Friday, November 09, 2007
All week long I've been telling people and myself that I'm just too tired from last week's trip to Sunburst, and its 900-plus-miles of driving. That excuse is probably good enough.
But, laying in bed this morning, I started thinking about the game. In fact, I even felt this tug that said, "Get up early Saturday morning anyway, and just go to Wibaux. Go on."
I tried to picture what I'd photograph once I arrived. I was rolling around in my mind what could be visually different than last year's blockbuster at Wibaux. I could see myself up on the hill—not the sidelines—by the statue of Pierre Wibaux watching from a distance. Like a little kid at a horror movie for the first time watching with my eyes half covered by my hands and wincing the entire time.
Wibaux and Drummond are two great football programs—traditions some might say. Who could argue the claim? I think of them as iconic in their own unique style.
I saw the first match-up at Drummond in 2004 where, what seemed to be, an over-confident Wibaux team walked off the bus to the gridiron like Roman soldiers about to capture another unsuspecting, miniscule chunk of distant land. Drummond was a machine, but even with one state title under their belt from the previous year, there was a feeling that many folks around the state believed they still hadn't been truly tested—that is the Wibaux test. We know what happened that day.
Then last year, I watched the same two teams who clearly held mutual respect for one another battle it out again in Wibaux. Many expressed that Drummond wasn't as invincible as previous years, but still had a long string of consecutive victories on their resume. Wibaux only had a score to settle.
I suppose it's safe to say that both Wibaux and Drummond know how unbearably long the bus drive is between the two opposing towns, especially after the game has concluded.
On one hand I hate to see Drummond make that same drive home from Wibaux as they did last year, but I know Wibaux duplicated the same drive a week later after their state title loss in overtime at Centerville. I know, it's all part of the game.
On the other hand, Wibaux has been teased enough since their last title in 2001. You'd think they'd never won one at all—reminiscent of the Cubs in baseball. Yet, they're due because they keep coming back year after year no matter who graduates.
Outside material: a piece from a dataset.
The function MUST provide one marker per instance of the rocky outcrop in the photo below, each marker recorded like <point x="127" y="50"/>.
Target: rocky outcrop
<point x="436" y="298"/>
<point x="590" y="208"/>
As a neutral observer for most of the games I attend, I neither drive away from any gridiron feeling elated or dejected regarding the game's outcome. My formula for elation and dejection is related to whatever images I come away with that day; multiplied by the mileage. Yet, there are those teams like Drummond and Wibaux that I've seen play enough times that it's difficult to not wish them the best. And when they play each other in their little corners of Montana, it's always bittersweet, emotionally draining... simply exhausting.
I'm going to regret not going—I just know it.